Packham adds: 'The shooting industry has been part of [Britain's] story of ecological decline and it's been tolerated for far too long.'
He scents blood, relishing the socialist instincts of the Labour Government. If Starmer's crew can take a torch to private education, banning shooting seems an easy win.
Packham dismisses the defence of responsible game shooting: that it contributes to a balanced ecosystem, that it provides healthy, sustainable food, in comparison with the horrors of, say, factory-farmed chicken. He's not interested in its cultural significance, in our freedom to mind our own business, in those jobs. And, of course, it's not just the likes of those who work their dogs to pick up game, whose crusts are earned during the season; there's an entire rural economy that depends upon it, from hospitality – pubs, hotels, chefs and waiting staff – to taxi drivers and shops.
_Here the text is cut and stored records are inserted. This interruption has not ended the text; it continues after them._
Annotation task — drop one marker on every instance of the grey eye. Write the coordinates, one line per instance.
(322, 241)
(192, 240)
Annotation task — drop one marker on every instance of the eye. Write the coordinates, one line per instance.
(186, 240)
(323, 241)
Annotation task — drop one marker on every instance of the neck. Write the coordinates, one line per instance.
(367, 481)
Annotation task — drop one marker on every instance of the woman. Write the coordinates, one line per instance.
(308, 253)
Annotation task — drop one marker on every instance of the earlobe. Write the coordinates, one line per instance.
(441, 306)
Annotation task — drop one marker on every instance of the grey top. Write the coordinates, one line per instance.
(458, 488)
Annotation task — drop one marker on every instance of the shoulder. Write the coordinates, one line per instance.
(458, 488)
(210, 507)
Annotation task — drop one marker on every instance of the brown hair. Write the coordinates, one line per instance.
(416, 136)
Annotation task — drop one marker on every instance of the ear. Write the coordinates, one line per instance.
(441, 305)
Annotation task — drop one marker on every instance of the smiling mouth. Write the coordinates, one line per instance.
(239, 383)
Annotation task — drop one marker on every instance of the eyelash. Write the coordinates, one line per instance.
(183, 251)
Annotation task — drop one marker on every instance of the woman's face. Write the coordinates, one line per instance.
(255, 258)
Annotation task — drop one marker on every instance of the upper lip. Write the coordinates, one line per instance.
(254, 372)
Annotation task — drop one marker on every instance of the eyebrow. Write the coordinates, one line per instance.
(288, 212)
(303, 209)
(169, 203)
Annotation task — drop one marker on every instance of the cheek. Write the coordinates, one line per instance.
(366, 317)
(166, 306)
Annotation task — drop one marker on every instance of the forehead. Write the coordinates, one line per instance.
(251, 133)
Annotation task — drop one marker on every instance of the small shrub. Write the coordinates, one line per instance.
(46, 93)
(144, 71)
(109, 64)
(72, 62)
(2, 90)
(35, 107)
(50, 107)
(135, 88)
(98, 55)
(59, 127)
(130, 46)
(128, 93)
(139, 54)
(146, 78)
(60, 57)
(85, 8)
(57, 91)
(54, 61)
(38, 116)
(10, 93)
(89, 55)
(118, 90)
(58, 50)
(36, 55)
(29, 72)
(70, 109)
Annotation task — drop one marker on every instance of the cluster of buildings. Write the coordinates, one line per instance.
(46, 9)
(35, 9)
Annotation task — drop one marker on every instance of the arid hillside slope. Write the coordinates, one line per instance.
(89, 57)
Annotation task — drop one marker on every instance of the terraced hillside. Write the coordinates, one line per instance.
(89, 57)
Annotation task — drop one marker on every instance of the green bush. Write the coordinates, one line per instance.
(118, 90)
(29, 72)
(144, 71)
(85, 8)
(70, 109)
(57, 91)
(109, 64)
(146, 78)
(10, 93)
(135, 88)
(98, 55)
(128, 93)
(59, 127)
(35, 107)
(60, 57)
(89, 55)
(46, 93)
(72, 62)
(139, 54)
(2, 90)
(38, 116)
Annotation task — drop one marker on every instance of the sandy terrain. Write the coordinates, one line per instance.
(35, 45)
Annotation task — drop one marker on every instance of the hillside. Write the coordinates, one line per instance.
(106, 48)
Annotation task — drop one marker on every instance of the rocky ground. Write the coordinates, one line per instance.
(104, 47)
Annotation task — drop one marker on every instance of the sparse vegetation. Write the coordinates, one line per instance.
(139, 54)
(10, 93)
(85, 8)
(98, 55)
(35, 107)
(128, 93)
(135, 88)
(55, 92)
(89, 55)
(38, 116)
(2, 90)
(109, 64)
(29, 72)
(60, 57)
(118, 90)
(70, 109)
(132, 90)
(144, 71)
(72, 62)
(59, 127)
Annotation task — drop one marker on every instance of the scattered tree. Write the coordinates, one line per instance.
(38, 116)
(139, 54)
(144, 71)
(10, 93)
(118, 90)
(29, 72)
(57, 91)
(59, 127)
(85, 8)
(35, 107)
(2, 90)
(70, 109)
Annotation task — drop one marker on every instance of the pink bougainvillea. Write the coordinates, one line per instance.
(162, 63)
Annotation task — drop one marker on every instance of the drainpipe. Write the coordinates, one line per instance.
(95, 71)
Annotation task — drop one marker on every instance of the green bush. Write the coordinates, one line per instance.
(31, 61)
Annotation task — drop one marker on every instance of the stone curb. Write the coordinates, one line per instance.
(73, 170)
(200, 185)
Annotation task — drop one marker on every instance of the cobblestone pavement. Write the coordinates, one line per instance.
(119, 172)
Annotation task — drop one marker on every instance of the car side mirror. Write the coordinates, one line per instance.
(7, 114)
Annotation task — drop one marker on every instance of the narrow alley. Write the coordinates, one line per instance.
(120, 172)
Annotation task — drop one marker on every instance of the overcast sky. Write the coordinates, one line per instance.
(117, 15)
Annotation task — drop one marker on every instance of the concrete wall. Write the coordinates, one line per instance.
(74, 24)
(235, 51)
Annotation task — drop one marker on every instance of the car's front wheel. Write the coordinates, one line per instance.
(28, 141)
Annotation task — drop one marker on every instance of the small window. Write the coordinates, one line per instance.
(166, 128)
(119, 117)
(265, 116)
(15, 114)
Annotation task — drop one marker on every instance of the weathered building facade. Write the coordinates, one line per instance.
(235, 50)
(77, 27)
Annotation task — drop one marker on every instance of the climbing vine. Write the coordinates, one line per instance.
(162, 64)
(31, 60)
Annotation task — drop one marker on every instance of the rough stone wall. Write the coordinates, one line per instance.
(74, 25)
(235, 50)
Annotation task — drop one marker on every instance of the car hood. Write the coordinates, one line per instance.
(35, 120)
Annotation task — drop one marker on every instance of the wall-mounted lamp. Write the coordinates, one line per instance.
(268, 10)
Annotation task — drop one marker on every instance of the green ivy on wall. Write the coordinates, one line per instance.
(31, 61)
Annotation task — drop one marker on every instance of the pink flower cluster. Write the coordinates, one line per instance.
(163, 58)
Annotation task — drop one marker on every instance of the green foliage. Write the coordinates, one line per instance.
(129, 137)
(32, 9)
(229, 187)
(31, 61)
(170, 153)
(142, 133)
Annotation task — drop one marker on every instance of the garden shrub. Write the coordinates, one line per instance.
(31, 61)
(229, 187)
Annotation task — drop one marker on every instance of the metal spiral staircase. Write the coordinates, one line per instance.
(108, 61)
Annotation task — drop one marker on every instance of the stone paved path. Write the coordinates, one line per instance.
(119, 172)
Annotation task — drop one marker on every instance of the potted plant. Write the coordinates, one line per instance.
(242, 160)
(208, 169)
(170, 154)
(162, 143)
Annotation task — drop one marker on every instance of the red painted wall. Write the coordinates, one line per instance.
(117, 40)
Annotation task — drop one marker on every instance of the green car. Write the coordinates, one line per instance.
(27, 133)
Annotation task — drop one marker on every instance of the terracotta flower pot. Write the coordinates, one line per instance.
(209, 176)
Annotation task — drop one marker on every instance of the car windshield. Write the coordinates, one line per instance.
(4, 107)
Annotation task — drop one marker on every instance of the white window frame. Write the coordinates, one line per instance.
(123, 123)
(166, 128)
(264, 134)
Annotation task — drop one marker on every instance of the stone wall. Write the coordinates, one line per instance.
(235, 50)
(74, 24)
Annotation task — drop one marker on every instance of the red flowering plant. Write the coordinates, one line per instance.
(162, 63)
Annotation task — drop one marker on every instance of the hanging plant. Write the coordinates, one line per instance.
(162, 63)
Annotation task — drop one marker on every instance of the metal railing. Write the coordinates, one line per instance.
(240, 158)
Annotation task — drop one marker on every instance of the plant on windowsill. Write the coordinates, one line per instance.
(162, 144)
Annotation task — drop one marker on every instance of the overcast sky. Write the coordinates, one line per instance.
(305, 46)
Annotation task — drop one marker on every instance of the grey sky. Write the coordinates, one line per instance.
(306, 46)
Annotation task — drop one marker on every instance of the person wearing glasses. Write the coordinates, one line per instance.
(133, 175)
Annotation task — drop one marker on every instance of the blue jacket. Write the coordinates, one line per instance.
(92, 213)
He has similarly targeted driven grouse shooting, currently hustling a petition, whose deadline is May 22. Though while he has gained sufficient numbers (currently 104,168, the threshold for a debate being 100,000) the Government has rebuffed him already, stating it 'has no plans to ban driven grouse shooting. It recognises well-managed grouse shooting can be an important part of a local rural economy, providing direct and indirect employment'.
Then, there's his advocacy for that livestock-endangering, Utopian, untamed fantasy of rewilding, or his campaign against trail-hunting. The latter unrelenting during the season – from autumn to March – with him jollying up his weekends as he joins hunt saboteurs across the country and claiming, ever more hysterically, that legal trail hunters are in fact, 'violent gang[s] of wildlife abusers'.
The reality, of course, being that those who trail-hunt are a peaceful, earnest and united cross-section of community, usually those devoted to animals and the countryside and with large numbers of children engaging in that mind and body-enhancing, screen-free pursuit of horse riding.
Tim Bonner of the Countryside Alliance sums up the contempt many rural people have for Packham in saying that he 'promotes an unjustified and extreme agenda, insults and abuses those with whom he disagrees on how and whether wildlife is managed, which is symptomatic of the animal rights movement, and uses his BBC position to promote those views'.
Yet Packham, granted his stellar position as a lead BBC presenter of shows such as Springwatch, vaunts his role as environmental extremist without a care to the livelihoods and legal pastimes of millions.
As he relishes his elevation to living saint, he might reflect on the precarious lives of the sainted ones. I'm not suggesting that he be stoned, flayed alive or subjected to some upside crucifixion. Simply that in his drive to ban activities that are culturally entrenched in our rural ways of life, he might consider a more saintly approach to the livelihoods he is seeking to destroy.